Venture funds slimming down

By Jim Hopkins
USA Today

SAN FRANCISCO — For the first time since 1970, venture capitalists are returning more money to investors than they are taking in.

Thirty venture capital funds raised $1.8 billion in the second quarter to invest in young companies. But seven funds returned $2.7 billion to investors, according to the National Venture Capital Association. Why? They can't generate even enough profits to offset the management fees paid by investors.

That's a huge change from the late-1990s, when investors in venture capital funds earned an average of 54 percent a year during the tech boom. And it doesn't bode well for the shaky economy, because venture capital firms, who invest for institutions and wealthy individuals, fuel startups that create jobs.

NVCA President Mark Heesen said the big kickback might have been a one-time event. The firms returning money had billion-dollar funds. Most firms have smaller funds, and can better manage them to avoid returning money.

Accel Partners, whose investments have included RealNetworks and Veritas, returned $950 million of a $1.4 billion fund raised two years ago.

The Silicon Valley firm realized it would take five or more years to invest the money in new enterprises — longer than the four-year timetable promised when the fund was created, said Alan Austin, general partner and chief operating officer.

Charles River Ventures returned $750 million, leaving it with $450 million. Many investors were relieved to get their money back, said general partner Ted Dintersmith.

As at other firms, some investors worried that Charles River might feel pressured to make ultimately bad investments in startups, Dintersmith said.
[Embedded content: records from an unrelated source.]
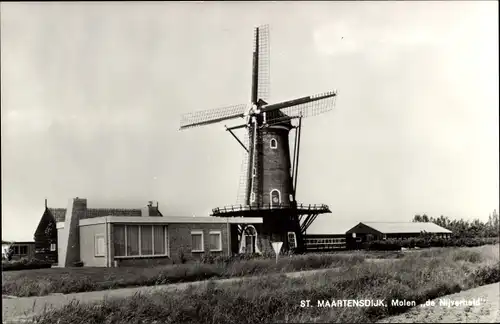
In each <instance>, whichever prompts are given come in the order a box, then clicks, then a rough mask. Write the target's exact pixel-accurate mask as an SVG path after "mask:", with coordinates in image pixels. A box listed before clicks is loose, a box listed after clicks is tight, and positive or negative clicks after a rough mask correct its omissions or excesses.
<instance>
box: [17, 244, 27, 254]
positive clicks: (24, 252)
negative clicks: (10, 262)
mask: <svg viewBox="0 0 500 324" xmlns="http://www.w3.org/2000/svg"><path fill="white" fill-rule="evenodd" d="M19 254H21V255H26V254H28V247H27V246H26V245H21V246H20V247H19Z"/></svg>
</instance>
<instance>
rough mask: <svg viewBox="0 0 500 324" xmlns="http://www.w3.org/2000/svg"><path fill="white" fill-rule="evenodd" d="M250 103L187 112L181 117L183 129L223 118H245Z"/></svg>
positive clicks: (221, 118)
mask: <svg viewBox="0 0 500 324" xmlns="http://www.w3.org/2000/svg"><path fill="white" fill-rule="evenodd" d="M249 107H250V105H247V104H241V105H234V106H228V107H222V108H216V109H208V110H201V111H197V112H193V113H187V114H184V115H182V117H181V129H185V128H190V127H196V126H203V125H208V124H213V123H218V122H220V121H223V120H228V119H234V118H239V117H241V118H243V117H244V115H245V112H246V111H247V110H248V109H249Z"/></svg>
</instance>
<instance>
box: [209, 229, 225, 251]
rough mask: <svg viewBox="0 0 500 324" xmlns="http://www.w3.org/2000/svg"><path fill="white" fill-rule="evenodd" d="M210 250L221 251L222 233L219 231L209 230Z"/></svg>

Another cause for relief: Venture capital investors won't have to pay annual management fees of 2 to 3 percent — as much as $15,000 on a $500,000 investment — whether or not money is being pumped into startups.

By acting conservatively, venture firms stand a better chance of keeping investors happy — and more likely to invest again when the startup market rebounds, said Gary Stroy, managing director at Walden International, which returned about 20 percent of a nearly $1 billion fund raised a year ago.

Venture capital firms still have nearly $100 billion in uninvested capital. At their current pace, they'll invest $20 billion by year's end, the NVCA says. Much of it will go toward keeping alive ventures that the funders had hoped to take public.

The initial public offering market has nearly collapsed. There have been 56 IPOs this year, compared with 302 in the first seven months of 2000, when the dot-com frenzy was peaking, according to IPO.com.